Love through service to others
Peace through reconciliation
Joy through generous hospitality

Koinonia Mission

We are Christians called to live together in intentional community sharing a life of prayer, work, study, service and fellowship. We seek to embody peacemaking, sustainability, and radical sharing. While honoring people of all backgrounds and faiths, we strive to demonstrate the way of Jesus as an alternative to materialism, militarism and racism.
 
Meet Sarah from Koinonia

The 2008 Community of Christ International Peace Award Recipient is the Koinonia community. This award winner is a community of people, rather than an individual, because we want to lift up an example of people who live and work together in peace, for the good of all.

I'm Erica Blevins Nye, Young Adult Disciple Formation Specialist for Community of Christ.  I talked to Sarah Prendergast, a young adult who lives at Koinonia with her family and serves as the community's Administrative Coordinator. I interviewed her about her experience there and her thoughts about giving up typical young adult lifestyle.

Learn more how Koinonia operates and their philosophy.

How did you learn about Koinonia? What led you there?

Sarah: What initially attracted me to Koinonia was the idea of community more than anything else. I’d known about the idea of intentional community starting in college, and I had always been attracted to it. My husband and I, were in Cincinnati, Ohio, and we knew about Koinonia from some friends of ours who lived there and had gotten married there in the 90s, and just loved it. So at one point we just asked them what’s that place about? They said, “You have to go there - you’ll love it! It’s a great place for families and kids.”

We put it off for about a year, but in that time we watched The Briars In The Cotton Patch. Then we thought, “We really do need to go there!” So, we came to visit for a week - and it just seemed like the right thing, and the right fit!

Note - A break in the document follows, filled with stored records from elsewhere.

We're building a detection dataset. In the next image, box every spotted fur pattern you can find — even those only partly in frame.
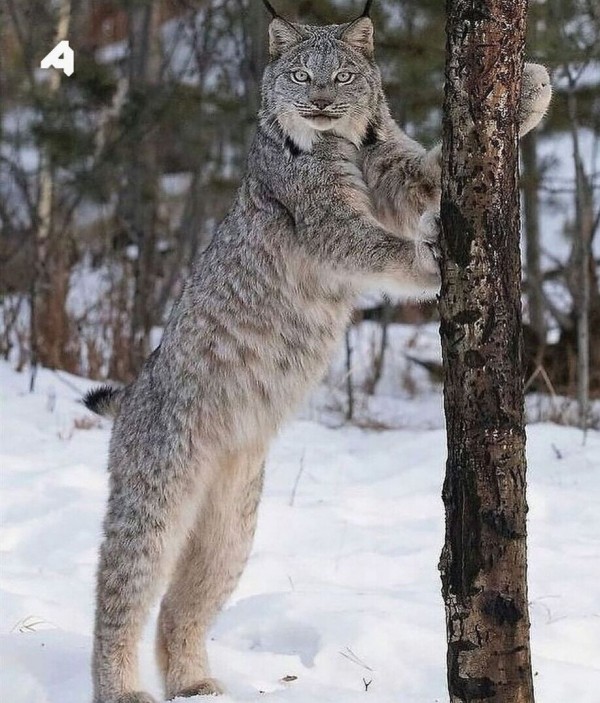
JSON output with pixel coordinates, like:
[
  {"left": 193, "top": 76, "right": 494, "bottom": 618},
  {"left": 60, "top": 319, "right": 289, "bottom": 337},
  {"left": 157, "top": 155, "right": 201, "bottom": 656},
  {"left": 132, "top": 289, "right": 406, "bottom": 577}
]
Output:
[{"left": 87, "top": 13, "right": 552, "bottom": 703}]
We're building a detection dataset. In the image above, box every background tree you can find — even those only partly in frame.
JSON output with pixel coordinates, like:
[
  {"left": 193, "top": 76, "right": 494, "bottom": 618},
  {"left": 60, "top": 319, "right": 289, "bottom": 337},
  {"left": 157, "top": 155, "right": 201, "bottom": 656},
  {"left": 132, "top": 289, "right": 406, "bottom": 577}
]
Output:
[{"left": 440, "top": 0, "right": 533, "bottom": 703}]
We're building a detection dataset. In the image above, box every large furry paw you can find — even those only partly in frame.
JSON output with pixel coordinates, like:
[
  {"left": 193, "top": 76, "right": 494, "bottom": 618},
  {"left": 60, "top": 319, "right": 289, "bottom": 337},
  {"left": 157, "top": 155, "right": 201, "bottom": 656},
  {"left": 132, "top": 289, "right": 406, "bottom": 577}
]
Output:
[
  {"left": 171, "top": 679, "right": 225, "bottom": 700},
  {"left": 117, "top": 691, "right": 156, "bottom": 703},
  {"left": 519, "top": 63, "right": 552, "bottom": 137}
]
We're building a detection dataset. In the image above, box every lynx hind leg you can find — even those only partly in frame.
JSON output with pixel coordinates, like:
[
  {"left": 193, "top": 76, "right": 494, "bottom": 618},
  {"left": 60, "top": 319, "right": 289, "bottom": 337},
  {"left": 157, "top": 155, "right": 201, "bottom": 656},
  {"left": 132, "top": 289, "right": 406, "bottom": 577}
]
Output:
[
  {"left": 156, "top": 452, "right": 264, "bottom": 699},
  {"left": 519, "top": 63, "right": 552, "bottom": 137},
  {"left": 92, "top": 469, "right": 204, "bottom": 703}
]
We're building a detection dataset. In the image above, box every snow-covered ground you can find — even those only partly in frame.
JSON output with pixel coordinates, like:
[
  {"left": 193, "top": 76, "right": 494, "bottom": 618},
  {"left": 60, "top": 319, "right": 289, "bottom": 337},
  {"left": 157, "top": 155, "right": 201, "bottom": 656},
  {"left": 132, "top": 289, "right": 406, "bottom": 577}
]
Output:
[{"left": 0, "top": 363, "right": 600, "bottom": 703}]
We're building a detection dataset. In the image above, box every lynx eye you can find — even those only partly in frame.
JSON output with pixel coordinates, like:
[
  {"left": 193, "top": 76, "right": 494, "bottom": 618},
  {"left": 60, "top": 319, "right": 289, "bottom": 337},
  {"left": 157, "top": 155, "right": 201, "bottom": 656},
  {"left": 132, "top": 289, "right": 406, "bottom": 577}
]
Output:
[
  {"left": 291, "top": 71, "right": 310, "bottom": 83},
  {"left": 335, "top": 71, "right": 356, "bottom": 85}
]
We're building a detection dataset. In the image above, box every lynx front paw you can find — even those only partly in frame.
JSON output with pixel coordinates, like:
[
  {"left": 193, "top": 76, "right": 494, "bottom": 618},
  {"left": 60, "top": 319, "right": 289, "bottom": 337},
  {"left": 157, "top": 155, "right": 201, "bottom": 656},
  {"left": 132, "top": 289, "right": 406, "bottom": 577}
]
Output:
[
  {"left": 519, "top": 63, "right": 552, "bottom": 137},
  {"left": 116, "top": 691, "right": 156, "bottom": 703},
  {"left": 171, "top": 679, "right": 225, "bottom": 700}
]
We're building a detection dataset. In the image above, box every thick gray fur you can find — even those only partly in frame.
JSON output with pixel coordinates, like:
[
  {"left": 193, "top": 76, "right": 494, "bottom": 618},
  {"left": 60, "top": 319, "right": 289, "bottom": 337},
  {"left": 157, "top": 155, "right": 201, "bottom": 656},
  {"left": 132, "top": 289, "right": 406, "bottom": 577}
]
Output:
[{"left": 89, "top": 12, "right": 547, "bottom": 703}]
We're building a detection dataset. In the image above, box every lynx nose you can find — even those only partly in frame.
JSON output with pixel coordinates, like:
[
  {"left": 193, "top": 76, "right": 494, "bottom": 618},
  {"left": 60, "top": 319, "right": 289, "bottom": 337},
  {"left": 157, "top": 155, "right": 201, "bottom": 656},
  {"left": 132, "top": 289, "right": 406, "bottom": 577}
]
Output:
[{"left": 312, "top": 98, "right": 333, "bottom": 110}]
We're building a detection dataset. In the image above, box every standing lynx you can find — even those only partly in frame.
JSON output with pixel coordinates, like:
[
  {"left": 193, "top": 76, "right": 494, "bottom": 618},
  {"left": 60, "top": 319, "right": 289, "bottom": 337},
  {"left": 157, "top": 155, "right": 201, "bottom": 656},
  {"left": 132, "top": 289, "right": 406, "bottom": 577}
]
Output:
[{"left": 86, "top": 2, "right": 549, "bottom": 703}]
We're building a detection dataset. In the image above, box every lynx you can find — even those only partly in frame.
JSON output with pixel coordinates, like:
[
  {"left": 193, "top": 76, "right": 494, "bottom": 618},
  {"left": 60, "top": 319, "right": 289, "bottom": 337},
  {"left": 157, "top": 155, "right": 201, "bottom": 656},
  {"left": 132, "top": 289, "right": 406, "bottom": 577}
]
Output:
[{"left": 86, "top": 3, "right": 550, "bottom": 703}]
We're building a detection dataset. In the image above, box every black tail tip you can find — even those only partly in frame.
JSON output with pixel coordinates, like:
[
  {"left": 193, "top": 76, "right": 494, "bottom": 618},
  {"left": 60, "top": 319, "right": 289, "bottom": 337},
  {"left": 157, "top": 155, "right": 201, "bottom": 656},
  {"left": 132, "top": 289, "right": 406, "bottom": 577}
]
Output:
[{"left": 83, "top": 386, "right": 120, "bottom": 416}]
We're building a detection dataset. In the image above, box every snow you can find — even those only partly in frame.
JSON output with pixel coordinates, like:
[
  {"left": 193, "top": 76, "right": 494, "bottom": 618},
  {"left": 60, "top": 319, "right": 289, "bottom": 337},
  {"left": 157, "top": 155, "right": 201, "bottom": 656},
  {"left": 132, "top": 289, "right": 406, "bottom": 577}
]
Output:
[{"left": 0, "top": 362, "right": 600, "bottom": 703}]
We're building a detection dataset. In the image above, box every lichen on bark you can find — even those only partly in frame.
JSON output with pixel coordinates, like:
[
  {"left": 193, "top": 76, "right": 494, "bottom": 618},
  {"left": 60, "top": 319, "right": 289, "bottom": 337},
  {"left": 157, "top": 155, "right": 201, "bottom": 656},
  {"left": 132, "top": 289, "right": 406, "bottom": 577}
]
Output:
[{"left": 440, "top": 0, "right": 533, "bottom": 703}]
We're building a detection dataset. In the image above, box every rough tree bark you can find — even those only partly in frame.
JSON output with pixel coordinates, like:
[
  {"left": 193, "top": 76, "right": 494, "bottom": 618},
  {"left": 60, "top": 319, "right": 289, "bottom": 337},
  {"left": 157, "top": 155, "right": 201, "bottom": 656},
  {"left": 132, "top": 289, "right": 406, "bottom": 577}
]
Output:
[{"left": 440, "top": 0, "right": 533, "bottom": 703}]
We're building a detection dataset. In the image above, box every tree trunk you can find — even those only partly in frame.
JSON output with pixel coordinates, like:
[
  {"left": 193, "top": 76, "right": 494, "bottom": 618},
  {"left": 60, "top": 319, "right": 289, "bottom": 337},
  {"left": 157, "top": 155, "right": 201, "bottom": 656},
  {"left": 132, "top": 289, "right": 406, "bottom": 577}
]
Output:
[{"left": 440, "top": 0, "right": 533, "bottom": 703}]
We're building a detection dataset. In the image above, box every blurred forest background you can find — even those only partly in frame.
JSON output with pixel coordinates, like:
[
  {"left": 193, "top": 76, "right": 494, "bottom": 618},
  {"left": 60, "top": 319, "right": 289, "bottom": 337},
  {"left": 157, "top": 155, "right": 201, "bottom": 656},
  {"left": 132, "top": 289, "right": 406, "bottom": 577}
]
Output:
[{"left": 0, "top": 0, "right": 600, "bottom": 424}]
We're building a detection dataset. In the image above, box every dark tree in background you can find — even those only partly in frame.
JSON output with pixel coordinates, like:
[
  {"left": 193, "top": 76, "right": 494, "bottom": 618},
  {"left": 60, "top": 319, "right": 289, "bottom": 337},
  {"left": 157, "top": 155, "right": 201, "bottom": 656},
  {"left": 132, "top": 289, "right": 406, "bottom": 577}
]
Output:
[{"left": 440, "top": 0, "right": 533, "bottom": 703}]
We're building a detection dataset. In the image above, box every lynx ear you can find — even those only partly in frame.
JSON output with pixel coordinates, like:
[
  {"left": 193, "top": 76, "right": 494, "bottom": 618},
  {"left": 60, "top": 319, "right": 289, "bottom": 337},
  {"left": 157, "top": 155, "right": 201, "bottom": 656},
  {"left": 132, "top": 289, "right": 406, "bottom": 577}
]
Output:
[
  {"left": 340, "top": 17, "right": 374, "bottom": 58},
  {"left": 269, "top": 17, "right": 305, "bottom": 59}
]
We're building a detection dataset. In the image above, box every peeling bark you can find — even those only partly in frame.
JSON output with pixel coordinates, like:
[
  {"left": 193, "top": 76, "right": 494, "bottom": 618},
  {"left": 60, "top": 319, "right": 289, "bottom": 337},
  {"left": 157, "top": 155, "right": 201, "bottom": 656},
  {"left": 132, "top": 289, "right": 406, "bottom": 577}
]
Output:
[{"left": 440, "top": 0, "right": 533, "bottom": 703}]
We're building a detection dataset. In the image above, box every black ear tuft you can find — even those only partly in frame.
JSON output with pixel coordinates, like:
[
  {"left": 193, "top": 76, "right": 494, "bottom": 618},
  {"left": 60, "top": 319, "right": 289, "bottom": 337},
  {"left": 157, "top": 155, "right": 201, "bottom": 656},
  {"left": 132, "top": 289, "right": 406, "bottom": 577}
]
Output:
[
  {"left": 340, "top": 17, "right": 375, "bottom": 58},
  {"left": 263, "top": 0, "right": 278, "bottom": 17},
  {"left": 82, "top": 386, "right": 123, "bottom": 417}
]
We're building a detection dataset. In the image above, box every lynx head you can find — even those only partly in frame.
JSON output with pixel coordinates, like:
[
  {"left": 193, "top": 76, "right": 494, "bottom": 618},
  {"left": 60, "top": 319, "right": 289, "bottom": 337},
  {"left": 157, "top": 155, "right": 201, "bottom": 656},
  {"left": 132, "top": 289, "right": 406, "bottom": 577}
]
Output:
[{"left": 262, "top": 3, "right": 383, "bottom": 151}]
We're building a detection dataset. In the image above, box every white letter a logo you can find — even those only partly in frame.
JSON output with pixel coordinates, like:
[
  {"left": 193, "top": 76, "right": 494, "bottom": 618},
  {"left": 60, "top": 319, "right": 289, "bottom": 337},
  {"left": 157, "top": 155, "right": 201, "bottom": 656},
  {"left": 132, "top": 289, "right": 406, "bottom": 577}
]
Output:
[{"left": 40, "top": 39, "right": 75, "bottom": 76}]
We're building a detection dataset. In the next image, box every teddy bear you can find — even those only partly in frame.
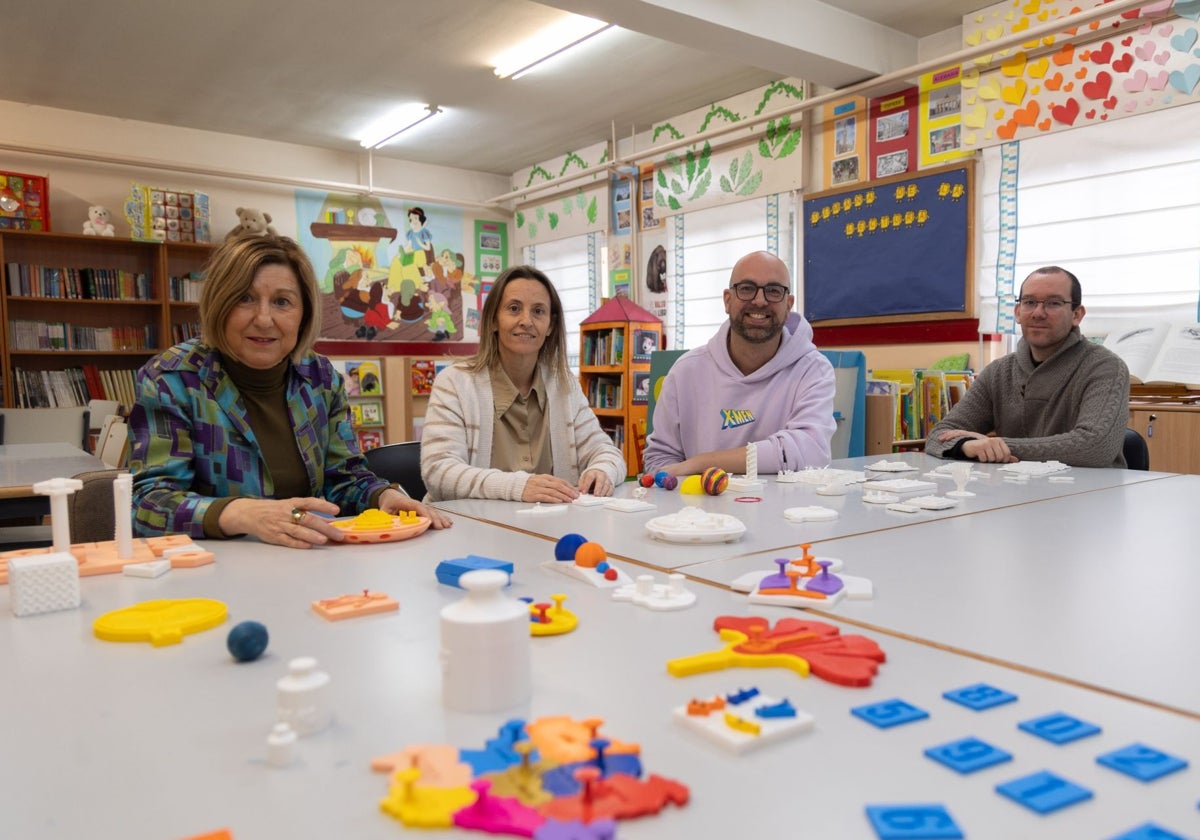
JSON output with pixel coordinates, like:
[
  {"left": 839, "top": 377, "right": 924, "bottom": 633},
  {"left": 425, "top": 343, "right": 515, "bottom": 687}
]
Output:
[
  {"left": 226, "top": 208, "right": 278, "bottom": 241},
  {"left": 83, "top": 204, "right": 114, "bottom": 236}
]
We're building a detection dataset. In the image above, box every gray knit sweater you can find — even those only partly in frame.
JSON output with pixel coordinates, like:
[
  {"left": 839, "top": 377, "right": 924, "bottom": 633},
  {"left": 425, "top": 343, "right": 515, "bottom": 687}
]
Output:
[{"left": 925, "top": 326, "right": 1129, "bottom": 467}]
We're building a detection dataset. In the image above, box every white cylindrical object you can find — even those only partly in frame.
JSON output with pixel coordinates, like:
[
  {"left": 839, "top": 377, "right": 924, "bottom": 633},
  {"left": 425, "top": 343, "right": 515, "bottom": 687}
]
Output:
[
  {"left": 266, "top": 724, "right": 296, "bottom": 767},
  {"left": 113, "top": 473, "right": 133, "bottom": 560},
  {"left": 442, "top": 569, "right": 533, "bottom": 712},
  {"left": 276, "top": 656, "right": 334, "bottom": 736}
]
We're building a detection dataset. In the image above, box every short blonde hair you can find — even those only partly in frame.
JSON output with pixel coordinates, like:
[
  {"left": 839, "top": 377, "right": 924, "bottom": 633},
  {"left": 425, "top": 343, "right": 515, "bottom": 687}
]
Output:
[{"left": 200, "top": 235, "right": 320, "bottom": 361}]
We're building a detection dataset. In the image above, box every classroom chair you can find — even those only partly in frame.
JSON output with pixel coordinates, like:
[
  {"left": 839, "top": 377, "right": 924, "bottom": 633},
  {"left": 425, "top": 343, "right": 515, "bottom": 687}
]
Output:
[{"left": 362, "top": 440, "right": 426, "bottom": 502}]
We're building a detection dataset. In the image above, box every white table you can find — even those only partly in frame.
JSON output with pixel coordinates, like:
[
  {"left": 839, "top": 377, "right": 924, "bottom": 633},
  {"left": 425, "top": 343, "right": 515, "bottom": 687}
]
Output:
[
  {"left": 0, "top": 520, "right": 1200, "bottom": 840},
  {"left": 686, "top": 475, "right": 1200, "bottom": 719},
  {"left": 437, "top": 452, "right": 1170, "bottom": 569}
]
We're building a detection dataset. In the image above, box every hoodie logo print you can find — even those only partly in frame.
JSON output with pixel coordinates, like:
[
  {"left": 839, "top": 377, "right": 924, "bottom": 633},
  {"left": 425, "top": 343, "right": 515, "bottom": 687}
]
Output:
[{"left": 721, "top": 408, "right": 754, "bottom": 428}]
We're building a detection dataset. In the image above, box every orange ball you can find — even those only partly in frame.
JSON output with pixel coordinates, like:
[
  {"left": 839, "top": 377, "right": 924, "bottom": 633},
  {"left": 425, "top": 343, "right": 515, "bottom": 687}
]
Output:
[
  {"left": 575, "top": 542, "right": 608, "bottom": 569},
  {"left": 700, "top": 467, "right": 730, "bottom": 496}
]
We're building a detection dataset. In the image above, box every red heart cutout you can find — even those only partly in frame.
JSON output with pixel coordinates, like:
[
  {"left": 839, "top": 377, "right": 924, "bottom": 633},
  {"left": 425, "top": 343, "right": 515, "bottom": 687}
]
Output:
[
  {"left": 1084, "top": 70, "right": 1112, "bottom": 100},
  {"left": 1050, "top": 97, "right": 1079, "bottom": 126}
]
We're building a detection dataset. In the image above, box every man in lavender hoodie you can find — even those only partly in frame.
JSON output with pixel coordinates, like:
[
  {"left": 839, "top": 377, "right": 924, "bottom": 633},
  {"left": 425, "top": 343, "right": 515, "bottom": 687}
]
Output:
[{"left": 644, "top": 251, "right": 835, "bottom": 475}]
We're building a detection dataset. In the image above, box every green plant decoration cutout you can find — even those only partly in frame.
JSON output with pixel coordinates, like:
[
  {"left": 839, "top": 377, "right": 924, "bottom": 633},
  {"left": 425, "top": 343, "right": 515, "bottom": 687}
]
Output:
[
  {"left": 758, "top": 115, "right": 800, "bottom": 161},
  {"left": 720, "top": 151, "right": 762, "bottom": 196},
  {"left": 654, "top": 142, "right": 713, "bottom": 210}
]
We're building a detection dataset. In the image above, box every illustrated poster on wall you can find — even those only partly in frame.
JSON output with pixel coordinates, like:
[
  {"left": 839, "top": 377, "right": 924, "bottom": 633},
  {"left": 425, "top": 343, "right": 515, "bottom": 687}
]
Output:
[
  {"left": 295, "top": 190, "right": 479, "bottom": 341},
  {"left": 962, "top": 0, "right": 1200, "bottom": 149},
  {"left": 869, "top": 88, "right": 918, "bottom": 179},
  {"left": 917, "top": 66, "right": 970, "bottom": 167}
]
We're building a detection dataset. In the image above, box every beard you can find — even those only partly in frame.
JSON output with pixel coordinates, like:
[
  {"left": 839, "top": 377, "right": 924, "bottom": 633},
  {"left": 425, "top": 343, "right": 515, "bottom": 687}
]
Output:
[{"left": 730, "top": 310, "right": 784, "bottom": 344}]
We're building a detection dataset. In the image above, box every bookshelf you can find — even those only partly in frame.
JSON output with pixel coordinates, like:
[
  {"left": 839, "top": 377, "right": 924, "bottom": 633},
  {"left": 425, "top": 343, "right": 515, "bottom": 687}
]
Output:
[
  {"left": 0, "top": 230, "right": 214, "bottom": 407},
  {"left": 580, "top": 296, "right": 662, "bottom": 475}
]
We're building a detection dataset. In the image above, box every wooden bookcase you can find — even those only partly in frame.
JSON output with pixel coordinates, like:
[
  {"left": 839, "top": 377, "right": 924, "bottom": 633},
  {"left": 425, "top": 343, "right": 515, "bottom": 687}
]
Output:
[
  {"left": 0, "top": 230, "right": 215, "bottom": 407},
  {"left": 580, "top": 296, "right": 662, "bottom": 475}
]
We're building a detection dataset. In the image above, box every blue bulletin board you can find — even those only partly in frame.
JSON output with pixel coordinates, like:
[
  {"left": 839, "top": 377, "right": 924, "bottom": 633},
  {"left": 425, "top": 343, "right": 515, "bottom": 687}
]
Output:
[{"left": 803, "top": 161, "right": 974, "bottom": 323}]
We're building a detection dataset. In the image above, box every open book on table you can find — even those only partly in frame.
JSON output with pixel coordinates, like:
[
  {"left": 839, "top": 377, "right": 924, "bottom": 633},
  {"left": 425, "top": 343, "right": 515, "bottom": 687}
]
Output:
[{"left": 1104, "top": 322, "right": 1200, "bottom": 388}]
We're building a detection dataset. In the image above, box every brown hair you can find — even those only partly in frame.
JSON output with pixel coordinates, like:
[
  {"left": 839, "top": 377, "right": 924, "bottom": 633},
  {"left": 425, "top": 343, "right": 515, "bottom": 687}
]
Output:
[{"left": 200, "top": 235, "right": 320, "bottom": 361}]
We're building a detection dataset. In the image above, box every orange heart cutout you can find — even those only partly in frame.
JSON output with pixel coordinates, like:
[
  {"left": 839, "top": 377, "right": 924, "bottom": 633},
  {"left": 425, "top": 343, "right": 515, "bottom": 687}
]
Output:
[
  {"left": 1000, "top": 79, "right": 1028, "bottom": 104},
  {"left": 1013, "top": 100, "right": 1042, "bottom": 126},
  {"left": 1000, "top": 53, "right": 1026, "bottom": 78},
  {"left": 1054, "top": 43, "right": 1075, "bottom": 67}
]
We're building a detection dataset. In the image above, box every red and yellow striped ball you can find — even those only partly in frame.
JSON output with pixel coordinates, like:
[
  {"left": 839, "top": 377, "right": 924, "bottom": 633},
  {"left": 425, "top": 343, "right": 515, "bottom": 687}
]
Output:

At that time our first daughter was a year old, and we were starting to settle in Cincinnati. We realized that wasn’t where we wanted to be right then. We wanted to do something different than stay where both of us had grown up, before our kids started school and that sort of thing.

What did you find in this community that you couldn’t find in the world outside of it?

Sarah:
I found a lot of freedom being here. There are so many things that we would dream of doing when we were in Cincinnati. I’ve worked a lot of different jobs. I have a degree in English, but my professional life wasn’t really turning me on. So many of the fulfilling things that I wanted to do in life would probably require having another job on the side, and not really having time.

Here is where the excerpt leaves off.